Partial Diffusion Kalman Filtering
For distributed state estimation in sensor networks, this work offers a communication-efficient variant of diffusion Kalman filtering with theoretical guarantees.
The paper proposes a partial diffusion Kalman filter (PDKF) that reduces internode communication by sharing only a subset of state estimates, and proves its stability and convergence in mean and mean-square senses, with experimental validation showing a profitable trade-off between communication cost and estimation performance.

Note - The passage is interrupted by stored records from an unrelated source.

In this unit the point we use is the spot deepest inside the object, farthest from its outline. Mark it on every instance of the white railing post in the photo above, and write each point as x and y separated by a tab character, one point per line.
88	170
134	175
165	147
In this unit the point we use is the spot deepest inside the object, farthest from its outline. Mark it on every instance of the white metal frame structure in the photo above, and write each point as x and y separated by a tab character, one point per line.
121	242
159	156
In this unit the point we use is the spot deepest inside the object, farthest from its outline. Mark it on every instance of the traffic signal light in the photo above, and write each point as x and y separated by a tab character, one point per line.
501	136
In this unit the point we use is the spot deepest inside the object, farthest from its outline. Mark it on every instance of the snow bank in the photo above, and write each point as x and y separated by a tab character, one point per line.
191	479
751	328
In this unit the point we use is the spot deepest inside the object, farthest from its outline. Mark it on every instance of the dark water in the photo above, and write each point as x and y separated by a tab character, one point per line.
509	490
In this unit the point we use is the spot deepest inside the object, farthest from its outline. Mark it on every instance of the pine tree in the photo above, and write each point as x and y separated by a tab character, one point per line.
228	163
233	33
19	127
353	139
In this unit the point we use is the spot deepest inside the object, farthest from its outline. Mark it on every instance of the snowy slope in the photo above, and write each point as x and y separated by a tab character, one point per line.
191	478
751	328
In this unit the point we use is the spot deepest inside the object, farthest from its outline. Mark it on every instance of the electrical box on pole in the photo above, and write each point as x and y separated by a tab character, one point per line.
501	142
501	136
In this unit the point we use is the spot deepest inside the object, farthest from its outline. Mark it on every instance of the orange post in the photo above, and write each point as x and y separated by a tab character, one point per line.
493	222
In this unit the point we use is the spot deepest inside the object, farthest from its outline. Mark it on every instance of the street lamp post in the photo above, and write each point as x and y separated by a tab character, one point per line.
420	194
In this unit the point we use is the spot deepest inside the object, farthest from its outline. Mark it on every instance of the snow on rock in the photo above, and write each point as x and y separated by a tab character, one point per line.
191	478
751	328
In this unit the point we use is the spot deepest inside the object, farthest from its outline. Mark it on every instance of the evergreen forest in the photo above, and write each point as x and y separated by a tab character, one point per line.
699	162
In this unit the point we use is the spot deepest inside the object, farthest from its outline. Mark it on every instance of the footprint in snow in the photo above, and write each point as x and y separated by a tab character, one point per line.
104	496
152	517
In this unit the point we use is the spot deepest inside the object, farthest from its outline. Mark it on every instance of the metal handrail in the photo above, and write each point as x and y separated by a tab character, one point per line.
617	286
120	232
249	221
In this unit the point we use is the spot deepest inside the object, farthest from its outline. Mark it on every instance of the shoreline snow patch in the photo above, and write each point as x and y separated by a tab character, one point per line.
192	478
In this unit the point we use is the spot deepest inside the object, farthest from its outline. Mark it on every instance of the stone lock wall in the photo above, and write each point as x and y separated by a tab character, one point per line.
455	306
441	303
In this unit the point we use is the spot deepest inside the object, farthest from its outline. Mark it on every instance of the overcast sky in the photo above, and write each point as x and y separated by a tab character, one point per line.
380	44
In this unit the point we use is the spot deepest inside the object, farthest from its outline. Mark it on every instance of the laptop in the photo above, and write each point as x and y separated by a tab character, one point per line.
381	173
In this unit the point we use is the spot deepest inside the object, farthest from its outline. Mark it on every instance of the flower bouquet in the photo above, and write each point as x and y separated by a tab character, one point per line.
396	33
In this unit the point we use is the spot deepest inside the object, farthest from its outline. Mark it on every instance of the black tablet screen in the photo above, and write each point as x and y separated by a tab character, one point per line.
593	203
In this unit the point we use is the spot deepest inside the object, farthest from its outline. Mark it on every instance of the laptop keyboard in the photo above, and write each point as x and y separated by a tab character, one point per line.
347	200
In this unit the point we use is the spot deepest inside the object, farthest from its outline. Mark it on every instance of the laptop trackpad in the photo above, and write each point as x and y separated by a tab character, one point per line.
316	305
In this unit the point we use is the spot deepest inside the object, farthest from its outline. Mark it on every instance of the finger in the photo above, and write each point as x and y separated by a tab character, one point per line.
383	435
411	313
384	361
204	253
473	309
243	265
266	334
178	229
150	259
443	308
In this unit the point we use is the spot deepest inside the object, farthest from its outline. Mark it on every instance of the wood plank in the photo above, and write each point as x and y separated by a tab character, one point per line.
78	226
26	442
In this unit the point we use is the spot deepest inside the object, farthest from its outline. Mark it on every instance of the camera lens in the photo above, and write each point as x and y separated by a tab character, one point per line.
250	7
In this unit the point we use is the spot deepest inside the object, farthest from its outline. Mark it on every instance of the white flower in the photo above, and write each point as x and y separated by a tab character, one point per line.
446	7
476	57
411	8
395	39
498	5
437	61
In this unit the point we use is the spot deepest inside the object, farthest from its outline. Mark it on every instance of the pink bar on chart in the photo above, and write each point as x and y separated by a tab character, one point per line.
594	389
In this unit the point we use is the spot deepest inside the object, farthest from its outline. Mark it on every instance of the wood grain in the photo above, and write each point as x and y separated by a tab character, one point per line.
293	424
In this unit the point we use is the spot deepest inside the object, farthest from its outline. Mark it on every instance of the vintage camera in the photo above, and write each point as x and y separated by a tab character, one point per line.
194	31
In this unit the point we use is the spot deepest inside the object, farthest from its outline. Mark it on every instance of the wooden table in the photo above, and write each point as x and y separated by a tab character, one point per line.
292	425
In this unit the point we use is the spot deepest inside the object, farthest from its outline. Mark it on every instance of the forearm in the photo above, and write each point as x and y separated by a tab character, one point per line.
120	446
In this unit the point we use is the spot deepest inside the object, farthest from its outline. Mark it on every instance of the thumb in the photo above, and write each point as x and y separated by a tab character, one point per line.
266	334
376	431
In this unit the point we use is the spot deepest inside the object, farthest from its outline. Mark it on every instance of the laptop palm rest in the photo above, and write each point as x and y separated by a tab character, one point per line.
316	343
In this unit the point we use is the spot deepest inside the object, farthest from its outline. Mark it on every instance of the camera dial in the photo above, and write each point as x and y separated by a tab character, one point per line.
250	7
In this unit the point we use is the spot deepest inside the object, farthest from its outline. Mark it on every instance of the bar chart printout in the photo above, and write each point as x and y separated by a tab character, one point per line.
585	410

In conventional distributed Kalman filtering, employing diffusion strategies, each node transmits its state estimate to all its direct neighbors in each iteration. In this paper we propose a partial diffusion Kalman filter (PDKF) for state estimation of linear dynamic systems. In the PDKF algorithm every node (agent) is allowed to share only a subset of its intermediate estimate vectors at each iteration among its neighbors, which reduces the amount of internode communications. We study the stability of the PDKF algorithm where our analysis reveals that the algorithm is stable and convergent in both mean and mean-square senses. We also investigate the steady-state mean-square deviation (MSD) of the PDKF algorithm and derive a closed-form expression that describes how the algorithm performs at the steady-state. Experimental results validate the effectiveness of PDKF algorithm and demonstrate that the proposed algorithm provides a trade-off between communication cost and estimation performance that is extremely profitable.